Once China’s richest woman, Wu has lost two-thirds of her wealth this year and has dropped out of the Bloomberg Billionaires Index, which tracks the world’s 500 richest people. As of Monday’s close, she was worth $4.5 billion.
While Wu’s resignation sent shock waves through the market, the 58-year-old said she’d been preparing her succession for three years, inspired by He Xiangjian, the billionaire founder of appliance maker Midea Group Co. who handed the reins to a group of professional managers a decade ago.
In a call over the weekend, Wu told investors she’s been suffering from diabetes and thyroid disease for years and initially planned to announce her departure after Longfor’s most recent earnings report in August, state media reported. She decided to postpone to wait for a better time and mentioned the company bought some plots of land in September.

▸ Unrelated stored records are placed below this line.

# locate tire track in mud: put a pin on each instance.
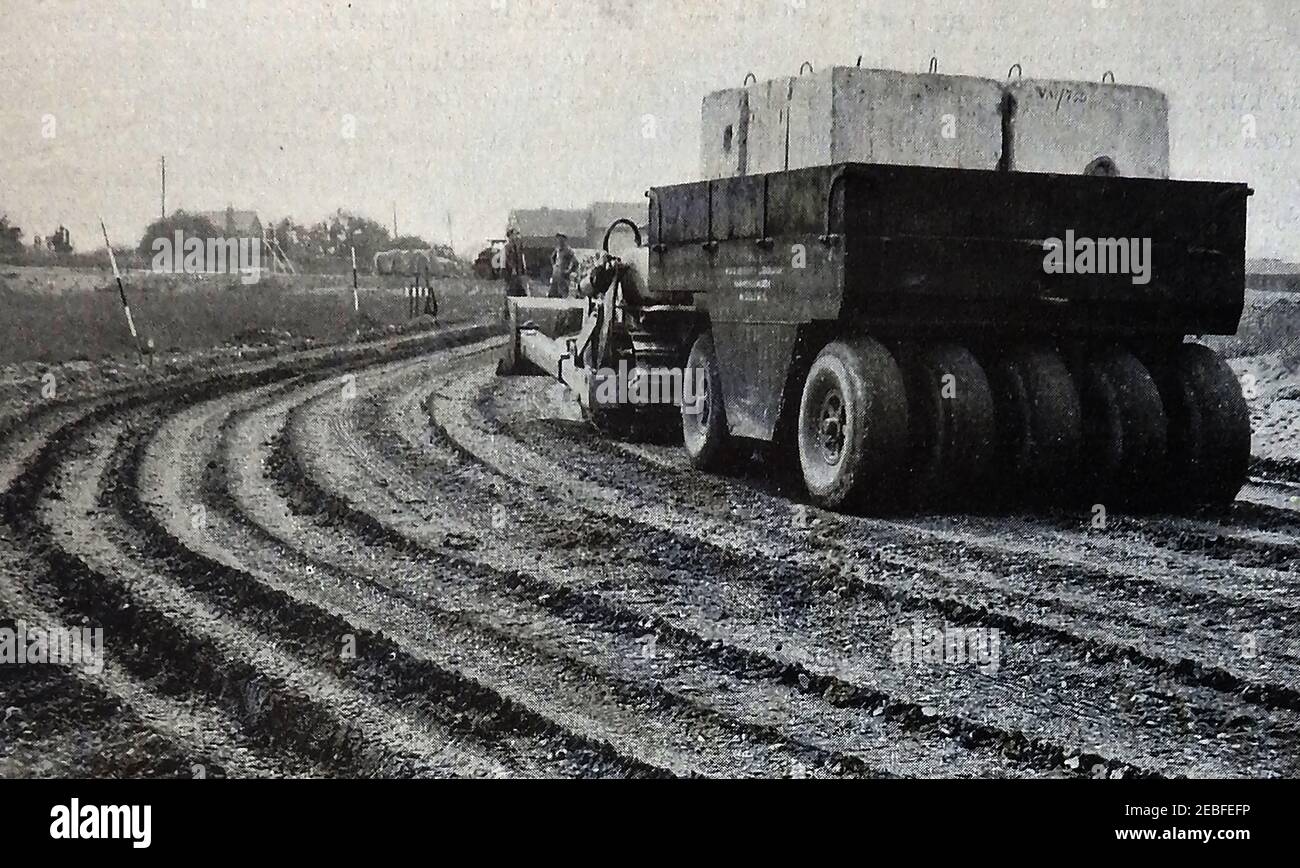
(804, 676)
(87, 591)
(605, 638)
(1162, 676)
(527, 600)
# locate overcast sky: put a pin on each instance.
(476, 107)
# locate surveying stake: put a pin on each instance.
(121, 293)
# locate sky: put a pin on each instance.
(473, 107)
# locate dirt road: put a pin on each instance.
(382, 560)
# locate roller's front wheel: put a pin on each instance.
(853, 425)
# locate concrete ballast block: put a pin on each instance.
(1065, 126)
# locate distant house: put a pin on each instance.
(235, 224)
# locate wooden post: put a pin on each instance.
(121, 293)
(356, 300)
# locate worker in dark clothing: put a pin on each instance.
(563, 268)
(514, 268)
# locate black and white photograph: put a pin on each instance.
(866, 390)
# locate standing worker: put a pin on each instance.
(563, 267)
(514, 268)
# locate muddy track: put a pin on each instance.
(382, 560)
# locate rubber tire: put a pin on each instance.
(875, 425)
(1125, 429)
(705, 434)
(952, 437)
(1209, 428)
(1039, 425)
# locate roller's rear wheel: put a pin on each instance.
(1209, 428)
(950, 419)
(703, 421)
(1125, 429)
(853, 425)
(1039, 425)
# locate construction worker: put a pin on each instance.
(563, 267)
(514, 268)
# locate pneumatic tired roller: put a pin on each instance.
(936, 337)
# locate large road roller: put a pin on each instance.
(952, 329)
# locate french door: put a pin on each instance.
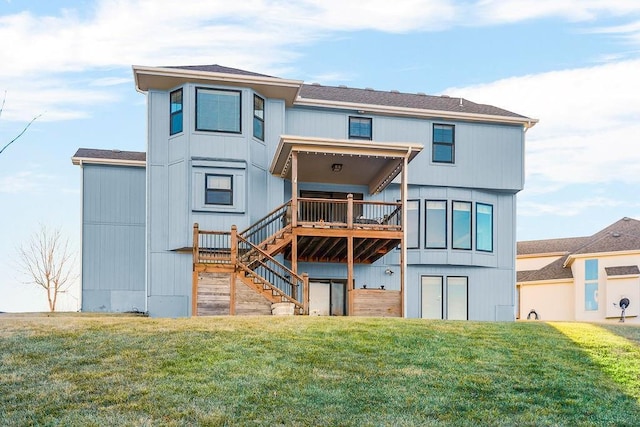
(444, 297)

Chen Xuping, Longfor’s chief executive officer since March, succeeded Wu as chair and two other new directors were appointed to the board on Friday. Wu vowed to remain as a strategic development consultant to help with the business model and look for growth opportunities, the state media report said.
“The selloff reflects the market doubts on the ability of the successor and whether the firm can maintain its development plans in the future,” Metaverse Securities’ Lam said.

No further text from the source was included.